Now a coalition of community groups is highlighting the Buffalo version: Traffic tickets that could disproportionately take money out of neighborhoods least able to pay at a time when fallout from the effects of the Covid-19 pandemic mean people need all of the money they can get.

The groups want Mayor Byron W. Brown and the Common Council to reassess the $3.1 million in ticketing revenue – up nearly $400,000 over two years – included in the mayor's proposed 2020-21 budget. While ticketing may appear race-neutral on its face, the reality of where most crime occurs could dictate where most of that money will come from. As the groups put it in a letter to city leaders: "if the Buffalo Police Department is focusing more patrols in poor black neighborhoods, it follows that it would also be issuing more traffic tickets in those neighborhoods."
 
Along with a second look at the budgeted revenue, they also want data mapping where tickets are issued. The groups suspect most "are issued in predominantly black neighborhoods and for matters that are not related to violations that could cause 'traffic fatalities or severe injuries,'” citing language from the Traffic Violations Agency mission statement. They want the city to revamp its "approach to traffic fines and fees to eliminate any remaining structural racism in their design."

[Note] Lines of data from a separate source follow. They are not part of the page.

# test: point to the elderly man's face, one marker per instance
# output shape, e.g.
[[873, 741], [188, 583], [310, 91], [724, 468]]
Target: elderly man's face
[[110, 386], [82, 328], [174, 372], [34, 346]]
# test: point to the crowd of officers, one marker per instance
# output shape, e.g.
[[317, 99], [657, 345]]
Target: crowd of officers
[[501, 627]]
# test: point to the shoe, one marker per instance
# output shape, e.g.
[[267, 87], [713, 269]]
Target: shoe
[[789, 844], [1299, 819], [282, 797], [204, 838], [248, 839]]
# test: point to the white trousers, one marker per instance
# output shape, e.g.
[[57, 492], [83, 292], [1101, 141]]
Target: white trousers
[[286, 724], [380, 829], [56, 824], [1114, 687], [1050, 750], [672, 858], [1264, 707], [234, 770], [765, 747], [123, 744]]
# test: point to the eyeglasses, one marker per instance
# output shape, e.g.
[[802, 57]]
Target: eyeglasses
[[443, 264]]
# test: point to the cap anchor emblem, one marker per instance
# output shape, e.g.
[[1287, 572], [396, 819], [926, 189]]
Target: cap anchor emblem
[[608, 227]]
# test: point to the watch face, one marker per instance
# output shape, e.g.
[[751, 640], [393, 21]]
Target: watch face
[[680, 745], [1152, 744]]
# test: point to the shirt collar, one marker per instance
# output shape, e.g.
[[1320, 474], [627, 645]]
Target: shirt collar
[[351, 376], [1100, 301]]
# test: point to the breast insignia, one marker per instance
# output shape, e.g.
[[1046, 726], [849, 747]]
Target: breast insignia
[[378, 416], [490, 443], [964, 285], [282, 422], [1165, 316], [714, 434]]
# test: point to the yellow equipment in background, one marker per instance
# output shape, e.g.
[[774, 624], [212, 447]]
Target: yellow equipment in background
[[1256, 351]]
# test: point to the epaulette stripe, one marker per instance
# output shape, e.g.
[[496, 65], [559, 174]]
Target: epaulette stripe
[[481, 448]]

The letter was emailed Monday, which hasn't given the Brown administration a lot of time to respond while also trying to prepare for the local reopening that Gov. Andrew Cuomo announced in Buffalo the same day. However, the administration did note by email that "any revenue estimates are based on the addition of electronic school zone speed cameras or electronic bus arm cameras and not on increased ticketing by any Buffalo police officer."
 
The only problem with that explanation is that the roughly $200,000 increase projected for the coming fiscal year is about the same as this year's increase, when no school safety measures were in place for most of the year.
 
"People are hurting right now. The last thing they need is an additional $75 or $100 for a ticket," said the Rev. George Nicholas of the African American Health Equity Task Force, one of 15 groups that signed the letter along with organizations ranging from the Western New York Law Center and the National Federation for Just Communities of WNY to VOICE Buffalo and the Fines and Fees Justice Center.
 
Nicholas said the task force got involved because economics is one of the social determinants of health. Fines disproportionately levied on black and brown communities for broken tail lights and the like drain resources. And when the driver chooses to pay the electric bill or buy food instead, that can have a compounding effect when it causes the vehicle to be impounded, which can then cost someone their job.

If safety is the goal, the city could employ traffic-calming measures like speed bumps, lane narrowing and lane shifts to slow drivers, instead of reaching into their pockets, said Jalonda Hill of the Fair Fines and Fees Coalition, which also wants the city to rescind 13 new fees it imposed two years ago that can be tacked onto tickets.
 
Brown's proposed budget – which includes $65 million in hoped-for aid in a federal coronavirus rescue package – has yet to be voted on by the Council. The normal deadline would be May 22, but lawmakers want to see if that federal money materializes before finalizing a budget, said Council President Darius G. Pridgen, noting the governor's executive order has extended deadlines and also that the Council has sought legal counsel.